Me gusta guardar experiencias. Explico: hay momentos en los que se está viviendo algo tan equilibrado, tan perfecto y lleno de emociones le pongo “guardar”. Hay muchas cosas que uno hace y después recuerda pero vagamente. A ciertos momentos les pongo extra esfuerzo para que me quede grabado todo, el olor, qué siente mi piel, el ruido, el sabor de mi boca. Quizá se lee loco, no lo sé, pero es lo hago. Tengo 3 historias que se aparecen en mi cabeza: la sensación de abrazar a un perro huskie en Ushuaia, flotar en el mar de la Bahía Tortuga en las Islas Galápagos y este, estar sentada con el sabor de la sangría en mi boca mientras veo y escucho Fado. Pura magia.

 

Nos gustó el lugar porque era un negocio familiar. Pedro, el papá, animaba y explicaba cómo debe uno actuar ante el Fado. Nos pidió absoluto silencio, que dejáramos la tecnología de lado y que nos permitiéramos sentir cada guitarreo, cada tonada. Jesica era la cantante principal. Tenía unos 18 años y era mitad mulata. Preciosa. Cuando todo comenzó la única iluminación eran velas, y todo el color de la sala, pequeña, de unas 6 mesas, era rojizo. Era como estar en un secreto.

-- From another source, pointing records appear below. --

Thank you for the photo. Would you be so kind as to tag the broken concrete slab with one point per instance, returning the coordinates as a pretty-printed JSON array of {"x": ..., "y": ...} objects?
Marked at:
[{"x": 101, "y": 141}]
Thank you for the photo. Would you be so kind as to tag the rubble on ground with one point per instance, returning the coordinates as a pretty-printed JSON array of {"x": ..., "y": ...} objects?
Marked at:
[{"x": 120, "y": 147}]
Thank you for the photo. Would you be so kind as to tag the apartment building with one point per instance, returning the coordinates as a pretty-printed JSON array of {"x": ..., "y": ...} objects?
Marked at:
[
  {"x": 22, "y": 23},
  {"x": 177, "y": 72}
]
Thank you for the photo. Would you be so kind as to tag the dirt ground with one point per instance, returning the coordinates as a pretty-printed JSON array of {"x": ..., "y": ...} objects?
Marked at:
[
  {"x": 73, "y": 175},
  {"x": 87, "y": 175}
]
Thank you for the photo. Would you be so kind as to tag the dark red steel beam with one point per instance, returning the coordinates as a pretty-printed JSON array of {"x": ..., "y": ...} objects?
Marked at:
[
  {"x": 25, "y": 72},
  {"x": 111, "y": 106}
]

Lo que partió como un escuchar solemne terminó en una especie de fiesta. Una de las hijas estaba de cumpleaños y Pedro estaba feliz. Soplaron las velas, comimos torta y Pedro destapó aguardiente. A cada uno nos dio los shot que quisiéramos y él acompañaba en todos. Mi garganta ardió como nunca antes. A Pedro lo mandaron a acostar, y así, pasada las 2 am, nos fuimos a perder por las tambaleantes colinas.

[Este es el segundo día en Lisboa, para leer el primero, click aquí]

TIPS:

1.- Tomar tour gratuito Sanderman: Se reserva un turno en el sitio web (gratis), le llega un mail con el punto de encuentro y hace un tour por la zona que le interese. Al finalizar le da al guía lo que diga su corazón (recuerden que muchos viven de eso).

2.- Cafetería A Brasileira: Es muy famosa ya que Pessoa, poeta portugués que creó más de 100 escritos bajo distintos nombres, solía sentarse allí a crear alguna nueva personalidad. También es conocido por ser antiguo (1905) y por ser uno de los primeros en servir “bica” (café expreso con azúcar). 120 de Rua Garrett, barrio Chiado.

3.- Fado: El local se llama A Viela Do Fado. Este es un panorama nocturno, usualmente los show parten desde las 20 o 21 horas, dependen del lugar. Demás está decir que lo súper recomiendo. R. dos Remédios 111, Barrio Alfama.